Yesterday afternoon I was sitting at my computer checking my Twitter feed and I came across a tweet from LUGPA (@USUrology), the Large Urology Practice Group Association, that touted a study LUGPA’s president, Dr. Deepak Kapoor, was presenting at the 2013 GU Cancers Symposium. A little after that, a reader left a comment on one of my posts that included a press release (put out by LUGPA itself of course) that discusses the same study. Needless to say, I have some questions about it.
Before I go further, I would just like to thank whoever it is that mans LUGPA’s Twitter feed, because as soon as I saw the tweet, I asked LUGPA for a copy of the abstract, and someone immediately provided me with a link. I am sincerely grateful for that.
This study is called “Utilization and cancer detection by U.S. prostate biopsies (2005-2011)”. Here is the link to the abstract.
There are three authors in addition to Dr. Kapoor— one is also a urologist in Dr. Kapoor’s practice, Integrated Medical Professionals (IMP), another is one of IMP’s in-house pathologists, and the last is Dr. David Bostwick of Bostwick Laboratories (BL).
Readers will recall a federal judge recently denied BL’s motion to dismiss a whistleblower lawsuit brought against it by Michael Daugherty. The lawsuit alleges, among other things, BL violated the False Claims Act and Anti Kickback Statute.
The authors harvested data from LUGPA members with their own in-office labs and from BL. They compared positive biopsy rates and the number of specimen containers used per biopsy procedure and found no significant difference between the two groups. Additionally, they found the cancer detection rate correlated with the number of biopsy cores taken.
The authors conclude the utilization of 10-12 separate containers for prostate biopsies “…has been adopted by urologists across sites of service and can be considered the de facto national standard of care.”
Dr. Kapoor, in a video interview, further proclaimed these results prove prostate biopsies are being performed appropriately and not for the financial gain of the referring urologists.
I’m not sure I feel the same way the authors do, for several reasons.
First, the data from both the LUGPA practices and BL are, at this time, completely unverifiable, unlike Dr. Mitchell’s study, which relied on verifiable data (Medicare claims data).
Second, we do not know if they included patients with known prostate cancer on active surveillance. If so, then the positive biopsy rate may be falsely elevated, as they would be including men multiple times in their statistics.
Third, it is my understanding a significant portion of BL’s business comes from urologists who engage in client billing, where the referring clinician can bill for and profit from the pathology service BL performs. How much of the data BL contributed to this study came from the client billing business model? We don’t know, because they don’t say.
This would be helpful to know, because if it is indeed a significant number, then I’m not sure one can use the findings in the manner in which the authors want us to.
This is because both urologists with in-office pathology labs and urologists who client bill would have the same incentive to submit each core from a prostate biopsy procedure in its own container. Each container gets its own charge, which then of course leads to greatly increased profit. This incentive would negate the significance of the lack of a difference between the two groups with respect to the number of containers used.
Along those lines, I am extremely curious as to why the good doctors did not compare in-office labs with academic centers, where the urologists have no financial incentive to use more containers than necessary.
According to Dr. Jonathan Epstein, the urologists at Johns Hopkins submit their prostate biopsies in 6 containers, with two cores in each. I’m pretty sure the same is true for the University of Michigan urologists. These are two of the best urology programs in the country. Surely if it were necessary to put each core in its own container, they would do it. But they don’t.

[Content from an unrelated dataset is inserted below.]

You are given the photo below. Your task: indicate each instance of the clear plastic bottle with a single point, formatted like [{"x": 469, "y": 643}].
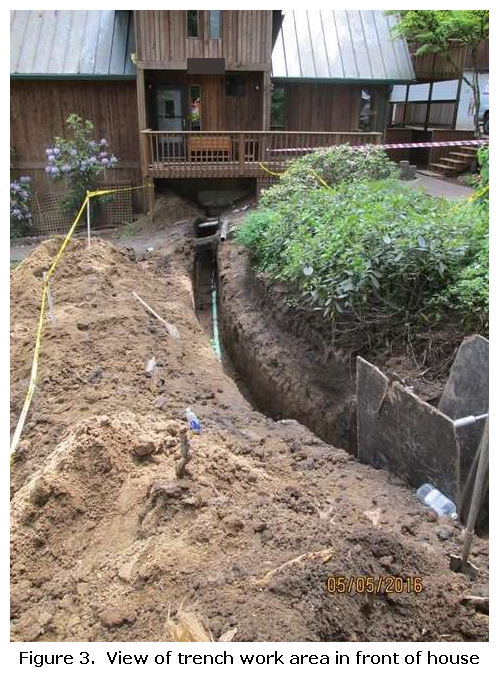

Dr. Epstein, who probably understands prostate cancer better than anyone in the world, further explained:
I feel that in general it is better to put 2 cores per cassette as opposed to 1 core as it with uncommon exception does not impact patient care.
As if further proof were necessary, the NCCN, which writes the exhaustive protocols clinicians follow for the diagnosis and treatment of prostate cancer, also does not feel each core needs its own container.
I believe the only reason to submit cores in this fashion is to maximize profit.
I know I harp on this a lot, but it is a very important point. If we, as a society, can decrease the amount we spend on a particular medical intervention without impacting the quality of care, shouldn’t we? We could literally save roughly half a billion dollars a year if prostate biopsies were simply submitted in six containers instead of twelve.
I do agree with the authors on one thing, though. Previous studies have also shown prostate cancer is more likely to be detected with the 10-12 biopsy technique than with a fewer number of cores. The NCCN agrees as well, and it recommends 10-12 biopsies per patient.
In conclusion, the submission of each prostate core in its own container is far from being the standard of care and there are several questions to be answered before this study can be properly analyzed.
Call me cynical, but I have to wonder whether the study was constructed in a manner that would allow a pre-ordained conclusion to be “proven”.